Il festival “Amore Sacro Amor Profano” è presente sulla scena di Arenzano dall’estate del 2006, anno della prima edizione: in quel contesto si esibirono Claudio Sanfilippo (Targa Tenco ’96 per la miglior opera prima), la jazzista ligure Barbara Raimondi, il celebre Gianmaria Testa, Marco Stella, Nos Dois e Andrea Massone.

La seconda edizione, nel 2008, ha superato i duemila spettatori complessivi, ottenendo il patrocinio della Regione Liguria e della Provincia di Genova: il cartellone aveva proposto protagonisti del panorama nazionale ed internazionale, come Susanna Parigi, Mimmo Locasciulli & Greg Cohen, Ivan Segreto, Chloé Cailleton & Philippe Baden Powell.

Sull’onda del successo, sempre nel 2008 è stata organizzata la prima edizione invernale, “Amore Sacro Amor Profano Winter”, con performance come quella della cantautrice Rita Botto (candidata al Premio Tenco 2005 e 2008) con lo spettacolo “Stranezza d’Amuri”, e “Um nuevo encuentro”, tango – ballato e suonato – di Miguel & Lautaro Acosta.

La terza edizione del festival, nel 2009, ha visto l’attivo coinvolgimento dei giovani artisti appartenenti al nuovo cantautorato ligure, curato in collaborazione con l’associazione Genovatune: Ceanne McKee e i Belzer in primis, a cui si sono affiancati 4 showcase svoltisi in contemporanea in altrettanti locali del centro storico arenzanese, con Michele Savino, Karen Ciaccia, Gennaro Esposito, Antonio Clemente.
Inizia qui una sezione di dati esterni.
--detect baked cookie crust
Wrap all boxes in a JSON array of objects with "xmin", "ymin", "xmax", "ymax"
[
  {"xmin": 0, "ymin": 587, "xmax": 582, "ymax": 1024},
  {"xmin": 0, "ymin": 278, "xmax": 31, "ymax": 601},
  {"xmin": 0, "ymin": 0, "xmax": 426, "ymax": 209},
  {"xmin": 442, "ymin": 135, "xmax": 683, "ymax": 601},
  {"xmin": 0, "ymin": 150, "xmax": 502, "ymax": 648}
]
Le altre serate hanno visto la partecipazione di artisti del calibro di Riccardo Tesi & Banditaliana, Eva Cortés e il suo quartetto.

A dicembre tornava la seconda edizione invernale, con le canzoni di Giua accompagnate dai GnuQuartet, e le Blue Dolls.

Nel 2010, “Amore Sacro Amor Profano” è tornato con la quarta edizione, per la prima volta nella cornice del porticciolo. Ad allietare le serate del pubblico la voce magnetica di Bungaro, definita come una delle più belle d’Italia, Roberta Di Lorenzo – un’artista emergente prodotta da Eugenio Finardi – e per finire un salto nel nostro passato musicale con le Blue Dolls.

Infine, nel 2012 è la volta della quinta edizione, con Federico Sirianni e i Gnu Quartet che hanno dato vita a un ensemble in cui canzone d’autore, il rock e la musica da camera giocano a poker bevendosi un drink, Max Manfredi, vincitore della Targa Tenco e del Premio Recanati definito «il più bravo di tutti» da Fabrizio De André e Roberta Alloisio, vincitrice del premio Viarengo 2009 e Tenco 2011, che ha portato sul palco un viaggio nell’immaginario femminile popolare ligure.